Удача на моей стороне.
Делаю вдох, наполняя свои легкие, надеваю капюшон и опускаю голову, пока иду по темным улицам. Выключаю телефон, чтобы мама не смогла отследить меня, и засовываю руки в карман.
Я перехожу через Бейнбридж-парк, замечаю парочку парней, слоняющихся у туалетов. Скейтбордист, продающий наркотики, кивает мне, и я киваю в ответ, проходя мимо него. Затем спускаюсь с холма на Эдвард-стрит.
Остановившись напротив большого дома кремового цвета, оформленного как коттедж, я оглядываюсь и вижу пустую тусклую улицу, освещенную только светом фонаря. Ни одной машины не проезжает мимо. Все уже дома.
Опустив капюшон, я обхожу здание и вижу, как горит свет в подвале, я присаживаюсь на корточки, распахиваю одно из окон и проскальзываю внутрь, прежде чем меня заметят.

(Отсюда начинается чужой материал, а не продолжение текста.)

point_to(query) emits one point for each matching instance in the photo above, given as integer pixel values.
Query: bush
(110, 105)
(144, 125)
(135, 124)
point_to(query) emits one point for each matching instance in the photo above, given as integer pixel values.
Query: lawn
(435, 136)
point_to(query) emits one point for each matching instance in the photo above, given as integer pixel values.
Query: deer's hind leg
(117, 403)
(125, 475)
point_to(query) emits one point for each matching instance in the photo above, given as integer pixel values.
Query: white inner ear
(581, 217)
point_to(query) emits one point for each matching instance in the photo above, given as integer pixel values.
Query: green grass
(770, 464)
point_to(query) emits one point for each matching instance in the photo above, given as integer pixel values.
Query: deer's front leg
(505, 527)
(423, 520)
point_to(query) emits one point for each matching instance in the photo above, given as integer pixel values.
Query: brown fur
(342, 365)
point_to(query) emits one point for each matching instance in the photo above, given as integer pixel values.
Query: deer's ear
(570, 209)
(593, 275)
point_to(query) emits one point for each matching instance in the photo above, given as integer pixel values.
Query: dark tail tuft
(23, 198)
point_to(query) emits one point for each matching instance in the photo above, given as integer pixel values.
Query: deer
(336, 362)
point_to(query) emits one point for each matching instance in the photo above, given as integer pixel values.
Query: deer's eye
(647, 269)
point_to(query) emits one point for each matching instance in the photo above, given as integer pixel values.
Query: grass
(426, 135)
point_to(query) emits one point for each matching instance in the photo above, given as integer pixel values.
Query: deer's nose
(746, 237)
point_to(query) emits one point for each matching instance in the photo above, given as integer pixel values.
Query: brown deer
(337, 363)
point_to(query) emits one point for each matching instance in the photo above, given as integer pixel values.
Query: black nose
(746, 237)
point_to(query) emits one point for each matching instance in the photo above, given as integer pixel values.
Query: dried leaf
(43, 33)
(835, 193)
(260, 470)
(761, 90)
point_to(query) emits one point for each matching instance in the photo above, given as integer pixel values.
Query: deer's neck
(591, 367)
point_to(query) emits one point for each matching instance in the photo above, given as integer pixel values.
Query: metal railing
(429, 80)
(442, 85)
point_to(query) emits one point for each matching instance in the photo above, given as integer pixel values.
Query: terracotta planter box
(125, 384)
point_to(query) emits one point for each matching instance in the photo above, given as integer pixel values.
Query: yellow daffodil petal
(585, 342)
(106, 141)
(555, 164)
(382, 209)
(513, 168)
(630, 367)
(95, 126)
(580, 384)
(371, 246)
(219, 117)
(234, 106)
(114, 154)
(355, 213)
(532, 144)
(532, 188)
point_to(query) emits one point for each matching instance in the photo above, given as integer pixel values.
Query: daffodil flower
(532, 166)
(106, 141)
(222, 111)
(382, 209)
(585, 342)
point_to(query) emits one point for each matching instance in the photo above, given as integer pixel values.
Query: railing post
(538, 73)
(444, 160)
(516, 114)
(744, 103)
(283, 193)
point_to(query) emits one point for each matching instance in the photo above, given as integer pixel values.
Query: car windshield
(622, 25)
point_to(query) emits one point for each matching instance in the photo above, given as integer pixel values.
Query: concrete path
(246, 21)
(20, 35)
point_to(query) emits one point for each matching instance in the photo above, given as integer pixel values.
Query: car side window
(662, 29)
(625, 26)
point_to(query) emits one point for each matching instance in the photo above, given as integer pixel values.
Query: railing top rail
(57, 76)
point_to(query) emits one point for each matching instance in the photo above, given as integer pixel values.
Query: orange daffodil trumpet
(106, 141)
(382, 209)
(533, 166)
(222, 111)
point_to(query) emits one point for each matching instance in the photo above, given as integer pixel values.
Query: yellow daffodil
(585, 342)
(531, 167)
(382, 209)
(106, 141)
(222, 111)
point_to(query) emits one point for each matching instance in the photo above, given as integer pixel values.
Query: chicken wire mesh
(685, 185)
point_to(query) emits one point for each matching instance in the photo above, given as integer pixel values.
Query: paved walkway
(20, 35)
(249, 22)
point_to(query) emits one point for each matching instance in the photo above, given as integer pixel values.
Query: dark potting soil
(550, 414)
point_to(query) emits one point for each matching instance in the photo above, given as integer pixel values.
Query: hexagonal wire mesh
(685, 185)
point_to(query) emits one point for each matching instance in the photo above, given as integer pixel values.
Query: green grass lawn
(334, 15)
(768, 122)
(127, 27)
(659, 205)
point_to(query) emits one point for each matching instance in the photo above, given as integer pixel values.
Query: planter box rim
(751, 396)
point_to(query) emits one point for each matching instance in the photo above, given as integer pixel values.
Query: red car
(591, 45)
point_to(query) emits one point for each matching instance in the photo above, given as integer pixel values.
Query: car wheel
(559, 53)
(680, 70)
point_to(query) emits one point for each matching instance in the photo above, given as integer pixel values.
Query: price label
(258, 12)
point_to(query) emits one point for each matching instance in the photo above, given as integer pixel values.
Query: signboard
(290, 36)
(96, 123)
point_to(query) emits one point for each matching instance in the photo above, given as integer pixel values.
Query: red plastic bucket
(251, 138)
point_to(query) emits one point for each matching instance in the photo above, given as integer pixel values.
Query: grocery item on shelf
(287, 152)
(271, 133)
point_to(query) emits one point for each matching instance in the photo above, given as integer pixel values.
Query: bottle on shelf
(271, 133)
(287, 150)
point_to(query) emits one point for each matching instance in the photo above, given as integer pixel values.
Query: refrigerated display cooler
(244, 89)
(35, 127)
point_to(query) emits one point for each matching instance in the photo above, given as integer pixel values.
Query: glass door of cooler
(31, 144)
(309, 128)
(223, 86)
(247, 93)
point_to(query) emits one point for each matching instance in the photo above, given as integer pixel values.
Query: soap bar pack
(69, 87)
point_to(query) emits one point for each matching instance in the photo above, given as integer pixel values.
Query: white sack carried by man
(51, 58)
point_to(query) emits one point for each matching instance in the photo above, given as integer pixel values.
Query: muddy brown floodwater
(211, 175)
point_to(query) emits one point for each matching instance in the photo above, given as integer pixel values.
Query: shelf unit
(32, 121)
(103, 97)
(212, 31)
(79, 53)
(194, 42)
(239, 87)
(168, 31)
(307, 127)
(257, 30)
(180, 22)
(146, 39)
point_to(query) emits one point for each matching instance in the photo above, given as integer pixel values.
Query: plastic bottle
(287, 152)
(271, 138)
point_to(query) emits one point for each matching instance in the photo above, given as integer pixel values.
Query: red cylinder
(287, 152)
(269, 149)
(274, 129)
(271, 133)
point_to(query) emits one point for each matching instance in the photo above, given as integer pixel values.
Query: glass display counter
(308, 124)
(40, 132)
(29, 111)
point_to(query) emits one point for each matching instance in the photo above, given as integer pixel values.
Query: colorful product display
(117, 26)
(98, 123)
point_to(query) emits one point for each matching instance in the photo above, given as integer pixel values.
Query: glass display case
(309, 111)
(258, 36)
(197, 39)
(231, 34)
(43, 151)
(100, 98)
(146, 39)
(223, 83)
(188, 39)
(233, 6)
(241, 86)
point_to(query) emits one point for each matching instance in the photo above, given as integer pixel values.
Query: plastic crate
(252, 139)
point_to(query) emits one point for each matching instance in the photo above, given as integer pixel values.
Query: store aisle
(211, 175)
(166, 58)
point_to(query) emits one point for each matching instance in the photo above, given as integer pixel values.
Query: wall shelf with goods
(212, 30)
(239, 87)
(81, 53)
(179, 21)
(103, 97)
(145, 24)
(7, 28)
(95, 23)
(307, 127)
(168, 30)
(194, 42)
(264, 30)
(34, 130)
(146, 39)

Я спускаюсь, морозильники охлаждают комнату, по моим ногам пробегает озноб, а нос мгновенно щиплет от запаха чистящих жидкостей, которые здесь регулярно используются.
Потираю большим пальцем маленькую татуировку на внутренней стороне пальца, чувствуя, что выдыхаю впервые за день. Странно, как этот запах стал утешением. Благодаря фантастической вентиляции и дезодорантам промышленной мощности, я бы даже не поняла, что в холодильнике есть «разложение», если бы меня не было здесь, когда оно прибыло пару дней назад.
Я подхожу к столу в конце ряда, чувствуя, как сердце колотится в груди. Девушка лежит на столе, середина ее тела покрыта простыней, а след прокола от бальзамирования находится прямо под ожогом от трения веревки на ее шее. Я читала о ней сегодня в интернете. Просчитала, что к этому времени она должна быть здесь.
Ее мокрые рыжие волосы прилипли к голове, и я хватаюсь за край стола, касаясь ее пальцев. На ногтях сколотый розовый лак, напоминающий какой-то дешевый бренд, который можно купить в продуктовом магазине.
— Ты знала ее? — спрашивает меня кто-то.
Мне не нужно поворачиваться, чтобы узнать голос Сильвии Гейтс, владелицы Вайнд Хаус, единственного похоронного бюро в городе.
Я смотрю на шею девушки, представляя тот момент, когда она натянула веревку.
И что, скорее всего, подвело ее к этому.
— Она ходила в государственную школу, — стараюсь говорить твердо, — но я видела ее в городе.
Она почти моя ровесница, может, на год младше. Знала ли ее Лив?